EDITORIAL
En un bendecido país se tira la comida
Resulta insólito, irónico, casi ficticio, que en un país con altos índices de desnutrición crónica y aguda, en un país con extensas regiones golpeadas por la crisis alimentaria, en un país en donde hay múltiples carencias en instituciones de auxilio social, en un país en el cual a causa de la emergencia sanitaria del coronavirus hay personas pidiendo alimentos en las calles, se haya tenido que tirar a la basura camionadas de tomates, pepinos, lechugas, cebollas y otras verduras que se echaron a perder a causa del cierre nacional implementado para frenar la velocidad de propagación de la enfermedad.
Nadie tiene la culpa y, a la vez, todos formamos parte de este complejo fenómeno social, institucional y multicultural llamado Guatemala. Quizá resulta inútil especular acerca de las formas en las cuales se pudo evitar este desperdicio, que incluso forma parte —en menor escala— del ciclo de ventas de estos productos perecederos. En el basurero de La Terminal, zona 4, y otros mercados, hay a diario personas rescatando restos de vegetales. El mismo papa Francisco, durante la jornada de oración contra la pandemia, junto a líderes de otras religiones, hizo notar que en los primeros cuatro meses del 2020 murieron tres millones de personas en el mundo a causa de otra pandemia: el hambre.
En las reflexiones filosóficas y prospectivas sobre la pandemia ha sido recurrente la idea de que el mundo no volverá a ser el mismo o que este episodio histórico, con cientos de miles de fallecidos, miles de empleos perdidos y tantos planes de desarrollo truncados, deja fuertes mensajes. En efecto, han surgido nobles campañas de recolección de víveres, repartos de comida o entregas de ayuda a entidades benéficas, acciones loables que deben multiplicarse, sobre todo a escala de hogar, en donde un núcleo familiar puede identificar y ayudar a otro menos afortunado. Por la cantidad de potenciales benefactores y beneficiarios, este tipo de acción, libre y fraterna, se puede convertir en un nuevo modelo de convivencia y recuperación del tejido social, tan lastimado por extremismos, polarizaciones artificiales y discursos de personajes oportunistas.
A los vendedores no les quedó más opción que tirar el producto inservible a un alto costo económico; quizá intentaron sacarlo, y no se lo permitieron. Igual, ahora, están en apuros financieros. En algunos lugares hubo iniciativas de obsequiar la mercancía agrícola en calles y plazas, una decisión altruista frente a una pérdida inevitable. Cabe mencionar la actitud prepotente de empleados de algunas municipalidades que, so pretexto de cumplir con la ley, decomisaron o tiraron al suelo las frutas y verduras con las cuales algunos vendedores intentaban ganarse unos centavos, en carretillas de mano o en las puertas de sus viviendas. Una situación parecida ocurrió cuando la PNC impidió el paso a camiones con productos agrícolas, y con ello detonaron incidentes que bien pudieron prevenirse.

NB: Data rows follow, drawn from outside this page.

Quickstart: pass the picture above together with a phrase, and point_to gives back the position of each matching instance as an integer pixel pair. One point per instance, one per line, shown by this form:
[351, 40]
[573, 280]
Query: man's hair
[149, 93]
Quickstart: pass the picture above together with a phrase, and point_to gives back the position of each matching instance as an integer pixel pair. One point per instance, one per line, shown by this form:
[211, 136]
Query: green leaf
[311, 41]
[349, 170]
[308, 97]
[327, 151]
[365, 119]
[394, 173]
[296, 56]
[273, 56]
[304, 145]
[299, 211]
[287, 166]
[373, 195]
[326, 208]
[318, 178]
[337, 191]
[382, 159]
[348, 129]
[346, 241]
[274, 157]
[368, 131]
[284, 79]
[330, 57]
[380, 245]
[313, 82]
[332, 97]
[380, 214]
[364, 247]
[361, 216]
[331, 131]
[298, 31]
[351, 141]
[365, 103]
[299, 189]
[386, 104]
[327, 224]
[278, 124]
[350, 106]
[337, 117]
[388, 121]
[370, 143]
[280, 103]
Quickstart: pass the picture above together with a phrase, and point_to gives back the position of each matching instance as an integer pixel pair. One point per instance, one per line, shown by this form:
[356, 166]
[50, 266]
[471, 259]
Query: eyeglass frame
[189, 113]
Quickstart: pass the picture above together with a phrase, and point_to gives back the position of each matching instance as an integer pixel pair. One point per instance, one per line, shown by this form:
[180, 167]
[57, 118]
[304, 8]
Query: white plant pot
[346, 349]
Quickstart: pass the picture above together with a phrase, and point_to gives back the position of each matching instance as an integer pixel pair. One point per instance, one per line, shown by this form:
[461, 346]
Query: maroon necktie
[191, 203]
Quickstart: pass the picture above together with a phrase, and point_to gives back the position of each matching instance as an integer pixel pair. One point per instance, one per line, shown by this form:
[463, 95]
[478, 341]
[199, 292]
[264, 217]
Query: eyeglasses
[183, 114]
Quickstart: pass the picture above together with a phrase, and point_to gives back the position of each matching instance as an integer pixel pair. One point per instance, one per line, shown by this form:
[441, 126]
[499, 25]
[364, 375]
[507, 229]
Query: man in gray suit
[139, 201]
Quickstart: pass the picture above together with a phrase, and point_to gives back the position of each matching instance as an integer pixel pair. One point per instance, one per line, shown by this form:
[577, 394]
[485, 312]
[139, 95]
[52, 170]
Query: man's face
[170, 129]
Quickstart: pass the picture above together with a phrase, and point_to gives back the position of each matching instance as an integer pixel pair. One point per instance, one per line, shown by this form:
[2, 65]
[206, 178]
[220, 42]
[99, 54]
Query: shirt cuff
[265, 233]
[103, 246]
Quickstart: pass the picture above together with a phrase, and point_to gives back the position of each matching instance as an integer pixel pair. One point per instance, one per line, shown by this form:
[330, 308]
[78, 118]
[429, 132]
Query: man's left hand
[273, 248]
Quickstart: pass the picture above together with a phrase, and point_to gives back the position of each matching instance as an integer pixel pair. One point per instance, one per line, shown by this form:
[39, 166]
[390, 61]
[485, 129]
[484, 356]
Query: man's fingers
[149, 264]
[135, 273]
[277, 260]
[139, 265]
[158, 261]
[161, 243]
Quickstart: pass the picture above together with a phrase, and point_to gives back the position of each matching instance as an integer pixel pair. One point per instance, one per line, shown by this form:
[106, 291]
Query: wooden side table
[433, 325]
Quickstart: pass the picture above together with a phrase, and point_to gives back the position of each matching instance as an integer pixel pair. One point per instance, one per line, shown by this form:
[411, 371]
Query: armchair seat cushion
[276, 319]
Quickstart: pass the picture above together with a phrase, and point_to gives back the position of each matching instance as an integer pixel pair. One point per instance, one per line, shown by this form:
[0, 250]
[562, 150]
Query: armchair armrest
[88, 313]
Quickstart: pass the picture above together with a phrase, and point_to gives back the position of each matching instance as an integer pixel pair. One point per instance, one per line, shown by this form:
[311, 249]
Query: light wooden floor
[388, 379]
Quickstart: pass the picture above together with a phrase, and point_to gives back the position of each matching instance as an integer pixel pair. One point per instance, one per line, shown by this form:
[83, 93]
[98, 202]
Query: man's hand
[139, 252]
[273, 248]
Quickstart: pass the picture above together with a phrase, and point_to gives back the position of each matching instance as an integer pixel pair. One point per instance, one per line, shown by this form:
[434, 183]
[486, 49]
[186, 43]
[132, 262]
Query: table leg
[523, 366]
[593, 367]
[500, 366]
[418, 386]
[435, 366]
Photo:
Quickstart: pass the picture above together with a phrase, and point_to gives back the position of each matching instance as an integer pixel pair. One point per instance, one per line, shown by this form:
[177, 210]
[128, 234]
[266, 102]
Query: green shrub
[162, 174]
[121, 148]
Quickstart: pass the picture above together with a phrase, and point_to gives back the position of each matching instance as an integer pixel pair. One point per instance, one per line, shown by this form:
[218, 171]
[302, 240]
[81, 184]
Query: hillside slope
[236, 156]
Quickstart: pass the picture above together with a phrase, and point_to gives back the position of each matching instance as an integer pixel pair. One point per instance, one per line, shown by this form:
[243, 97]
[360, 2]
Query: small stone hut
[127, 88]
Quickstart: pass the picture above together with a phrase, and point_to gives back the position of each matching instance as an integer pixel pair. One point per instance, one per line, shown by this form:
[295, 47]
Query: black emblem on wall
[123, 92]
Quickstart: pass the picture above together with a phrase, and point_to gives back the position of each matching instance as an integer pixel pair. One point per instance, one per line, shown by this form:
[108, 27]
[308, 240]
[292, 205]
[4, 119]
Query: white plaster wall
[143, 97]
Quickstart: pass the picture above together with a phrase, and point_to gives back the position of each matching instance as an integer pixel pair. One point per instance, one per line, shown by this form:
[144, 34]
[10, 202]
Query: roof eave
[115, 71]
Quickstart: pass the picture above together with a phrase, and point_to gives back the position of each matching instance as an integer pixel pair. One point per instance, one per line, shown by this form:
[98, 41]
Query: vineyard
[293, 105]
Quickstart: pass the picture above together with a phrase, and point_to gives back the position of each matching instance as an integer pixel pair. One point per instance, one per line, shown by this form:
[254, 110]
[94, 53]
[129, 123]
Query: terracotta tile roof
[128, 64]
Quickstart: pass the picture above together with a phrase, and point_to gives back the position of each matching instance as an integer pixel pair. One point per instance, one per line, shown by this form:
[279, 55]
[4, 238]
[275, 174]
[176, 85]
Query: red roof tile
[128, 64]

¿Puede evitarse a futuro otro tiradero de promontorios de comida en circunstancias semejantes? ¿Pudo alguna entidad del Estado prever el impacto económico en los productores y vendedores que ahora deben costear las pérdidas? ¿Cuántos tiempos de comida para hospitales, orfanatos e incluso prisiones pudieron haberse surtido? No existe respuesta, porque esos alimentos ya son basura. O quizá la respuesta es no debido a múltiples argumentos burocráticos, legalismos, contratos o excusas. Aun así, no deja de ser lamentable la paradoja y tampoco deja de ser tentador pensar en una solución constructiva y esperanzadora, aunque sea con la excusa de un apocalipsis viral.